For now, we’ll be sticking with our existing AFS servers, but this will be a matter to consider seriously when we have our next replacement cycle.
I’d be interested to know if you’ve looked a distributed storage solutions, like Ceph or Gluster?
We have looked at them. Unfortunately, most of them were not obviously designed by someone who had a clue about security (a minimum requirement, if we were to move away from NFS, would be a security model that was at least no worse, and some of them are), and there are various other issues surrounding vendor lock-in, support for administrative tools, and overall maturity that have made us uninterested in the current state of these systems. A particular sore spot for us is that many of these distributed filesystems assume much tighter administrative integration than I can ever guarantee (in a research lab with 600 graduate students, all of whom have root on their machines); it’s difficult enough dealing with the UID/GID issue across five different platforms (managed Debian/Ubuntu, unmanaged Ubuntu, Mac OS, Windows, and FreeBSD).

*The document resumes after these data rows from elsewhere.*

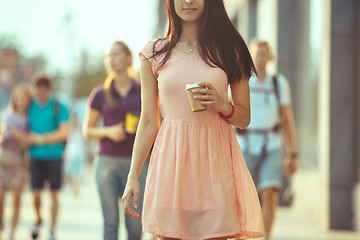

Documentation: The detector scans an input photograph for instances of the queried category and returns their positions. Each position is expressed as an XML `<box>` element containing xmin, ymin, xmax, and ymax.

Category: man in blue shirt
<box><xmin>28</xmin><ymin>73</ymin><xmax>69</xmax><ymax>240</ymax></box>
<box><xmin>234</xmin><ymin>41</ymin><xmax>298</xmax><ymax>240</ymax></box>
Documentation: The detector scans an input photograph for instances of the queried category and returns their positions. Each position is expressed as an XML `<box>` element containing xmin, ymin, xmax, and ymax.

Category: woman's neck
<box><xmin>179</xmin><ymin>22</ymin><xmax>199</xmax><ymax>46</ymax></box>
<box><xmin>113</xmin><ymin>71</ymin><xmax>133</xmax><ymax>97</ymax></box>
<box><xmin>113</xmin><ymin>71</ymin><xmax>131</xmax><ymax>87</ymax></box>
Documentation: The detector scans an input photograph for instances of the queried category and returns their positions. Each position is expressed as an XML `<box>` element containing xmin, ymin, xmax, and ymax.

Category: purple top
<box><xmin>88</xmin><ymin>80</ymin><xmax>141</xmax><ymax>157</ymax></box>
<box><xmin>1</xmin><ymin>111</ymin><xmax>28</xmax><ymax>152</ymax></box>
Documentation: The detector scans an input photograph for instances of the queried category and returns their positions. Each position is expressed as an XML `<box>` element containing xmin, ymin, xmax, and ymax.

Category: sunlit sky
<box><xmin>0</xmin><ymin>0</ymin><xmax>159</xmax><ymax>72</ymax></box>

Actually we (I) have looked breifly at ceph and it’s very interesting with a multi tenant security model. Though I wish it were actually Kerberos rather than “Kerberos-Like”.
For the ceph case the biggest blocker is finding the time to really test adn evaluate something so novel to our environment. I’ve had a couple of ceph pools for teting at various times but somehting always pulls me a way before I’m done.
Given that caveat, whene I was looking the filesystem component was known to be slow because it had yet to really have optimization work on it, that may be different now. The oject store and rbd interfaces were (and are) interesting for backending our OpenStack deploy but are sufficiently different than a network filesystem it really wouldn’t be a replacement for our existing user base.